Risques de la grossesse chez la cardiaque


Bien que chez la femme cardiaque le taux d'accidents gravidocardiaques ait diminué depuis une quinzaine d'années, un certain nombre de risques persistent. 


Risques maternels 

Insuffisance cardiaque
Bien qu'actuellement plus rare, ce risque peut survenir tôt dans la grossesse selon la sévérité de la cardiopathie ou révéler une cardiopathie méconnue ou insuffisamment contrôlée sur le plan thérapeutique. Il découle de l'augmentation du débit cardiaque et de l'état hypervolémique pergravidique, ou encore survient à la faveur d'une embolie pulmonaire ou d'une arythmie. Sa gravité dépend de la nature et de la sévérité de la cardiopathie sous-jacente. La décompensation cardiaque peut revêtir toutes les formes cliniques, de la simple dyspnée d'effort à l'oedème pulmonaire aigu ou subaigu, de l'insuffisance cardiaque droite, gauche ou mixte parfois jusqu'au choc cardiogénique. Elle peut apparaître pendant la grossesse, l'accouchement et le post-partum immédiat, mais s'exprime volontiers au cours du deuxième semestre. Elle impose l'hospitalisation immédiate et l'instauration d'un traitement médical. 


Embolie pulmonaire 

L'état gravidique accentue le risque thromboembolique chez la femme saine et plus encore chez la femme cardiaque. La conjonction d'une insuffisance veineuse avec stase sanguine et d'un état d'hypercoagulabilité fait le lit de l'embolie pulmonaire. Elle survient à toute période de la grossesse mais s'observe fréquemment dans le péripartum et surtout dans les suites de couches. Sa prévention fait appel aux anticoagulants administrés après estimation du risque en période gravidique et systématiquement au cours du post-partum. 


Endocardite bactérienne 

Elle reste une complication exceptionnelle des valvulopathies fuyantes, mitrales et aortiques, ainsi que des canaux artériels. Elle représente une complication élective du péripartum et doit être prévenue dans certains cas par une antibiothérapie .


Risques foetaux 


Ils dépendent de l'âge maternel, du type de cardiopathie, de la présence d'une insuffisance cardiaque ou d'une arythmie complète par fibrillation auriculaire, de l'existence d'un traitement anticoagulant, mais ils sont aussi indissociables du statut socioéconomique de la patiente : le degré et la stabilité de la cardiopathie maternelle conditionnent le risque de prématurité et d'hypotrophie foetale. En dehors des cardiopathies cyanogènes non corrigées, les taux d'avortement spontané et de mortalité foetale tendent à rejoindre ceux des femmes saines. Dans ce cas précis, le taux d'hématocrite et l'hypoxémie modulent le risque foetal.
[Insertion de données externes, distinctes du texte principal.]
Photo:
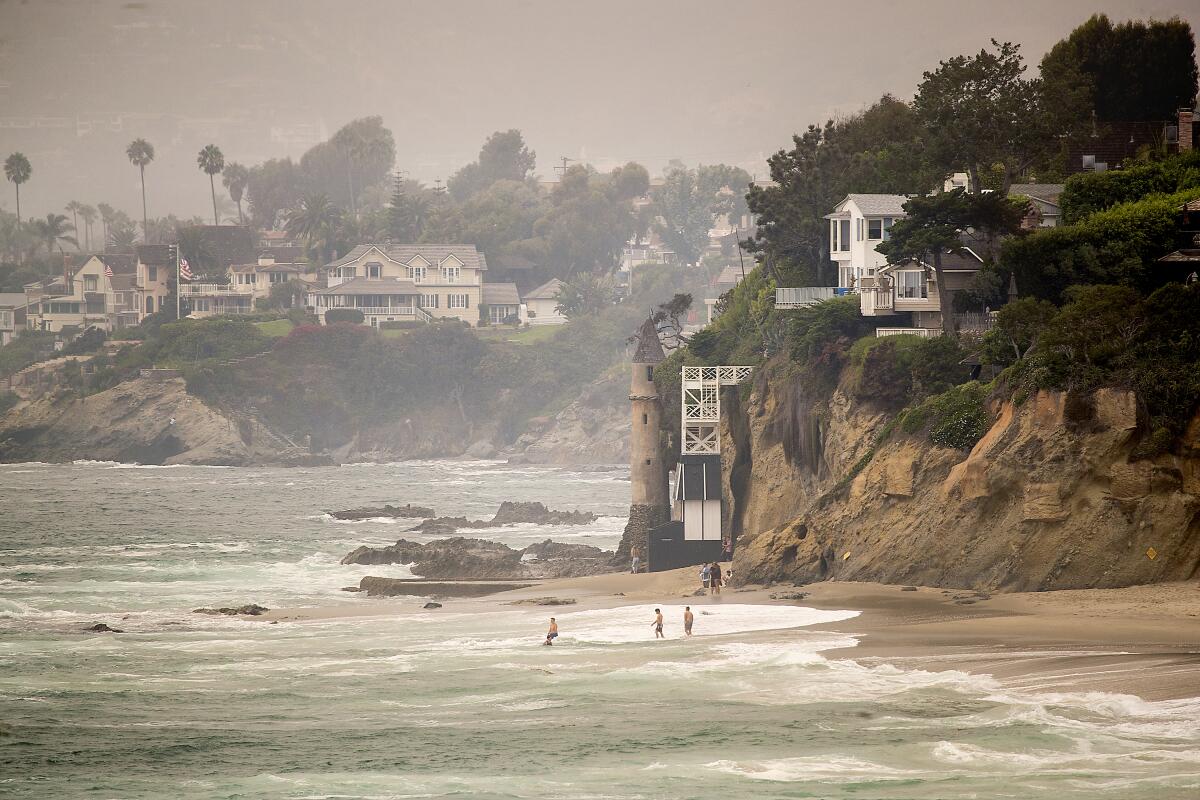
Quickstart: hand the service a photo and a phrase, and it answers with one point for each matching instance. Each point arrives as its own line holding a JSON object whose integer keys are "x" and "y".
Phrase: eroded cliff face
{"x": 145, "y": 421}
{"x": 1048, "y": 499}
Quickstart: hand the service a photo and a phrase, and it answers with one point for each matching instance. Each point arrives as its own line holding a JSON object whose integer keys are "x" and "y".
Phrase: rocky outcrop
{"x": 407, "y": 511}
{"x": 1050, "y": 498}
{"x": 376, "y": 587}
{"x": 143, "y": 420}
{"x": 509, "y": 513}
{"x": 251, "y": 609}
{"x": 465, "y": 559}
Le traitement anticoagulant, indispensable dans certaines situations (prothèse valvulaire, maladie thromboembolique), est un des éléments potentialisateurs du risque foetal. Il est à l'origine d'accident hémorragique foetal et de mort périnatale auxquels s'ajoute le risque d'embryopathie coumarinique (4 à 5 %) lorsque les antivitamines K (AVK) sont administrés entre la 4e et la 12e semaine de grossesse. 
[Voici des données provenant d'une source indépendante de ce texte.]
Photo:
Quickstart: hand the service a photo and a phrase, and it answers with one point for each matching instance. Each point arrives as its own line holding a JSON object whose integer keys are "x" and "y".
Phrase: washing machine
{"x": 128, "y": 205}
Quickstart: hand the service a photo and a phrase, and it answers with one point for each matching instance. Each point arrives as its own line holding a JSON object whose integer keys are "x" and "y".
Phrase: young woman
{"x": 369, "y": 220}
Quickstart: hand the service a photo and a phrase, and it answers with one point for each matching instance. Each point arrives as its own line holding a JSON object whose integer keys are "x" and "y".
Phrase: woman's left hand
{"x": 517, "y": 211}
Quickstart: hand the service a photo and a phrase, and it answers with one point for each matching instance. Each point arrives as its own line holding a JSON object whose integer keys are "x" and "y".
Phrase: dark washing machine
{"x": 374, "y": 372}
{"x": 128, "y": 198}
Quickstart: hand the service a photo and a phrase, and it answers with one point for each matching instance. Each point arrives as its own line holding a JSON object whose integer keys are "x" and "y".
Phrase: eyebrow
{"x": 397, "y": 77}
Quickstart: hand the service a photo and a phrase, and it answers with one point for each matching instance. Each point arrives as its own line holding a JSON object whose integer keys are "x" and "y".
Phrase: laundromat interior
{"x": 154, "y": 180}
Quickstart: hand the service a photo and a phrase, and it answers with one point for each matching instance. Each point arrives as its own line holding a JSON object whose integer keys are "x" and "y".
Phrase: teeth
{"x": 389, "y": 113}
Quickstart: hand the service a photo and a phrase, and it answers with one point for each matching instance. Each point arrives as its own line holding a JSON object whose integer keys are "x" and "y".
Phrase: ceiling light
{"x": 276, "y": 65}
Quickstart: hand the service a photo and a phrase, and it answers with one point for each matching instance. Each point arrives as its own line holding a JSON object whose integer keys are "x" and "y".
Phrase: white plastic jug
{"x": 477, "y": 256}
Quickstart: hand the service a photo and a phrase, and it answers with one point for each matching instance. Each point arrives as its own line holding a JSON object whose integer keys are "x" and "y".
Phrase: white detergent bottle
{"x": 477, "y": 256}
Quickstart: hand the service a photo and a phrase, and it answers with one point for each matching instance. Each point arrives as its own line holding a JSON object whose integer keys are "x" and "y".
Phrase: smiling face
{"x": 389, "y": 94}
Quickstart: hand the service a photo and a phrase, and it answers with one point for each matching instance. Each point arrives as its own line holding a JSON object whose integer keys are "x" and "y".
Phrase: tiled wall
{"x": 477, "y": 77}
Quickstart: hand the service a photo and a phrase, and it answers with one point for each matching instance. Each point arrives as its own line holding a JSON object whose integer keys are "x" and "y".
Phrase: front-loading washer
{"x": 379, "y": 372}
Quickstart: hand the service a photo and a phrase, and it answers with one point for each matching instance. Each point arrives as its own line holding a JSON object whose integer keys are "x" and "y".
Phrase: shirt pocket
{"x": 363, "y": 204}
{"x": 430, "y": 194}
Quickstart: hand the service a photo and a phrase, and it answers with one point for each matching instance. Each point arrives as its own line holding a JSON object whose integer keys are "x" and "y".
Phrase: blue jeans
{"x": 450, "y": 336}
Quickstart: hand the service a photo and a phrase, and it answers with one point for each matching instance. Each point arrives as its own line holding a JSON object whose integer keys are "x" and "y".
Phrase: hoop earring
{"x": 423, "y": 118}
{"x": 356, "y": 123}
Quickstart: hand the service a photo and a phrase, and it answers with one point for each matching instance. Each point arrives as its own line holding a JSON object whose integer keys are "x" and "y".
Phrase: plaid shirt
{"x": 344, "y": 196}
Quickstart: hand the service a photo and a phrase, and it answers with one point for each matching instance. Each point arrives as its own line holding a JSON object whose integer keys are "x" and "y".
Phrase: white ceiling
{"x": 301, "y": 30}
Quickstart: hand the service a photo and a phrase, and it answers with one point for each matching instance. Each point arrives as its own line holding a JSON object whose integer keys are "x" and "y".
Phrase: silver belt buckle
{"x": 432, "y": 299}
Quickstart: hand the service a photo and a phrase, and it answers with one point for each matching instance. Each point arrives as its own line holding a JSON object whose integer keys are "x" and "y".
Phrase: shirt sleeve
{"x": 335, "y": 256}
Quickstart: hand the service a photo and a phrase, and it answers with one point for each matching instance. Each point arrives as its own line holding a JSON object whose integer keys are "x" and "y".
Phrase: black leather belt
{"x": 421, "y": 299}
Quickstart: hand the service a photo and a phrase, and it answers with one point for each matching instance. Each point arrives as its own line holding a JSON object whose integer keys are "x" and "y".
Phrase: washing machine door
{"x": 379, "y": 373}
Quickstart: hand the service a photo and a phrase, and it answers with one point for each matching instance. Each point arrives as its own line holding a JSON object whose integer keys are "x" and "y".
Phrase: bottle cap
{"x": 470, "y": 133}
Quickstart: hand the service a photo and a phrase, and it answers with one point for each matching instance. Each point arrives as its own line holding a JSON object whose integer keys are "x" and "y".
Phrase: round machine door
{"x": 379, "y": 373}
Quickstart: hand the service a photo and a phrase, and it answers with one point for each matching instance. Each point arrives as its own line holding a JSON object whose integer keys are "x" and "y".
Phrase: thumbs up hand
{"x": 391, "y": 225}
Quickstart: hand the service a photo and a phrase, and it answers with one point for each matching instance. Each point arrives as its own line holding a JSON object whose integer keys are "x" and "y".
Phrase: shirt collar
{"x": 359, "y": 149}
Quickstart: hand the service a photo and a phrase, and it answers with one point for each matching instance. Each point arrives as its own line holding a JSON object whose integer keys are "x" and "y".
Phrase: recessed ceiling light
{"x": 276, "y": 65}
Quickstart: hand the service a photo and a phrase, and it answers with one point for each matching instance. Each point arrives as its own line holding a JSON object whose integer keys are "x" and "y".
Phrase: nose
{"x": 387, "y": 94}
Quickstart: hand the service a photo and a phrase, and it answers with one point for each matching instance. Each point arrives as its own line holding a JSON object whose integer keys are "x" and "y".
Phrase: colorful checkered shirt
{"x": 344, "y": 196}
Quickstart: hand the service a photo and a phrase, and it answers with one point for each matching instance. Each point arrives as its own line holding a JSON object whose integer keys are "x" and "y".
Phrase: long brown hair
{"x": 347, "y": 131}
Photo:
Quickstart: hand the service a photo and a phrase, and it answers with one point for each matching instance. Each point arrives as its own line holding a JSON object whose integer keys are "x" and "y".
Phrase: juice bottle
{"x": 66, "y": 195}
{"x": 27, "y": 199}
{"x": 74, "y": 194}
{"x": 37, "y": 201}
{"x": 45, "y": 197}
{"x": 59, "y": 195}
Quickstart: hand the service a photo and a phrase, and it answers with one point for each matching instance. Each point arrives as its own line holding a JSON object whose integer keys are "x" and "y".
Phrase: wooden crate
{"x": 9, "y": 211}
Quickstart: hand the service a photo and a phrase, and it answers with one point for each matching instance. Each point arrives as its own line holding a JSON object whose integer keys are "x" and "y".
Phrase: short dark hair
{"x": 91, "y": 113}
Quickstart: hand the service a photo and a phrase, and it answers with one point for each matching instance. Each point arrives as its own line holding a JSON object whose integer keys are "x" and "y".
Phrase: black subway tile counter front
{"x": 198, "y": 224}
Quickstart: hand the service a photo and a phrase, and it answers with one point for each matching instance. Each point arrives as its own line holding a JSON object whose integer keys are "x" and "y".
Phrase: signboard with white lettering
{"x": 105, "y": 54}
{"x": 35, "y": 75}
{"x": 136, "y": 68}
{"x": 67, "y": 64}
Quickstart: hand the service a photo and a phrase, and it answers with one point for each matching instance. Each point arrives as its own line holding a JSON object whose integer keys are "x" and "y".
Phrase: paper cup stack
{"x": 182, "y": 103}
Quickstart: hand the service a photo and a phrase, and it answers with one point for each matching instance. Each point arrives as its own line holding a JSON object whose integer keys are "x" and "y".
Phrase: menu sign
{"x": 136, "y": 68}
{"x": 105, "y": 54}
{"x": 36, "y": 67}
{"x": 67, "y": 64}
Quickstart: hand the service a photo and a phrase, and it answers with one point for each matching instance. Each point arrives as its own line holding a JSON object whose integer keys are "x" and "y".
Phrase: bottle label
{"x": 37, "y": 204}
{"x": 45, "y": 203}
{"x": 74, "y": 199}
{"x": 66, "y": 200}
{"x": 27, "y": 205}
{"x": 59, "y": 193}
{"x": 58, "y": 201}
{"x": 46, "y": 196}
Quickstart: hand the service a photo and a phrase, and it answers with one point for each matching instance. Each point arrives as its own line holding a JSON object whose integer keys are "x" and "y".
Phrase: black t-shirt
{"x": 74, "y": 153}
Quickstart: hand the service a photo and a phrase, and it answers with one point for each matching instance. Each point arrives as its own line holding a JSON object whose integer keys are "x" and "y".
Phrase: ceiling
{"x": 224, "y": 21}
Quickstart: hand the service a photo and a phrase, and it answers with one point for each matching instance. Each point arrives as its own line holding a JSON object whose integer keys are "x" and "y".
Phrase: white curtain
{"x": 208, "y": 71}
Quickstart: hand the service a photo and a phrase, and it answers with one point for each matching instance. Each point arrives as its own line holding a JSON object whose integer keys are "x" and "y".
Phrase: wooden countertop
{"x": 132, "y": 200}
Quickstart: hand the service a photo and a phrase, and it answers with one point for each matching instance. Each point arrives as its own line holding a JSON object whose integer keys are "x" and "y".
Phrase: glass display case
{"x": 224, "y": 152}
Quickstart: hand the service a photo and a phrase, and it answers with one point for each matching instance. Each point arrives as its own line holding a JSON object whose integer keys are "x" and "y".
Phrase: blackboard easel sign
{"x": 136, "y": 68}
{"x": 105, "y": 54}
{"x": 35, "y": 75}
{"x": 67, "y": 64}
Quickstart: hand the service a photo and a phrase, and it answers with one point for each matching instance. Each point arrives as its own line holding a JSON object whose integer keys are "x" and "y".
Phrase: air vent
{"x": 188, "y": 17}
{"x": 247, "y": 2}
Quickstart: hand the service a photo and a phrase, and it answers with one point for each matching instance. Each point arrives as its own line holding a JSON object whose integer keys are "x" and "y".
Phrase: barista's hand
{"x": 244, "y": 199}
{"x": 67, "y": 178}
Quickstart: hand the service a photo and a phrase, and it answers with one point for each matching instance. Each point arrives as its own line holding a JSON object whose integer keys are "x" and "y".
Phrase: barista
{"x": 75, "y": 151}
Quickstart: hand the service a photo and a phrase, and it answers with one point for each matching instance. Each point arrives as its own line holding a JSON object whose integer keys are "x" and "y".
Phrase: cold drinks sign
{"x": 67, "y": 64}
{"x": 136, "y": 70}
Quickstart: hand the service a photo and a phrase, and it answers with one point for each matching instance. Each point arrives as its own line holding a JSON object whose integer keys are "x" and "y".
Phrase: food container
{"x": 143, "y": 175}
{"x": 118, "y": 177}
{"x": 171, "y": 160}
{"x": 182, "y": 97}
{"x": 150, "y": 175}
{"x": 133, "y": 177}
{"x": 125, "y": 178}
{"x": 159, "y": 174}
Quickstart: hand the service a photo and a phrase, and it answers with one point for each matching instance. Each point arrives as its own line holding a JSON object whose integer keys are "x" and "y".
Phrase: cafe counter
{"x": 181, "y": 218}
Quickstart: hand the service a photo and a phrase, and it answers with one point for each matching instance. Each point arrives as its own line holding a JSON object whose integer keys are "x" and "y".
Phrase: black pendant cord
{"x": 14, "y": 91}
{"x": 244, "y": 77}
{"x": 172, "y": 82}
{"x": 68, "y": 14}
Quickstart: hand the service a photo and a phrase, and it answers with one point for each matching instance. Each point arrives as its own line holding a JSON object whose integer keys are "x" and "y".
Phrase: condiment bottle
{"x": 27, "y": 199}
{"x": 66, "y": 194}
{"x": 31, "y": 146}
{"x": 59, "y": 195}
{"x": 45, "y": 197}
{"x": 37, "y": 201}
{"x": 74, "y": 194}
Risques liés aux prothèses valvulaires 


Le risque thromboembolique dépend du type et de l'état de la prothèse valvulaire, de la nature et du niveau d'anticoagulation, et enfin de l'état myocardique sous-jacent . Il est plus important sur les prothèses mécaniques que sur les bioprothèses, et la position mitrale engendre un risque supérieur à la situation aortique. Il est ainsi décuplé chez la femme enceinte porteuse d'une prothèse mécanique en position mitrale . Au risque thromboembolique s'associe au cours de la grossesse un risque accru de dégénérescence prothétique touchant essentiellement les valves biologiques. Le traitement anticoagulant utilisé pour les prothèses valvulaires expose à un risque d'accident hémorragique au cours de la délivrance. 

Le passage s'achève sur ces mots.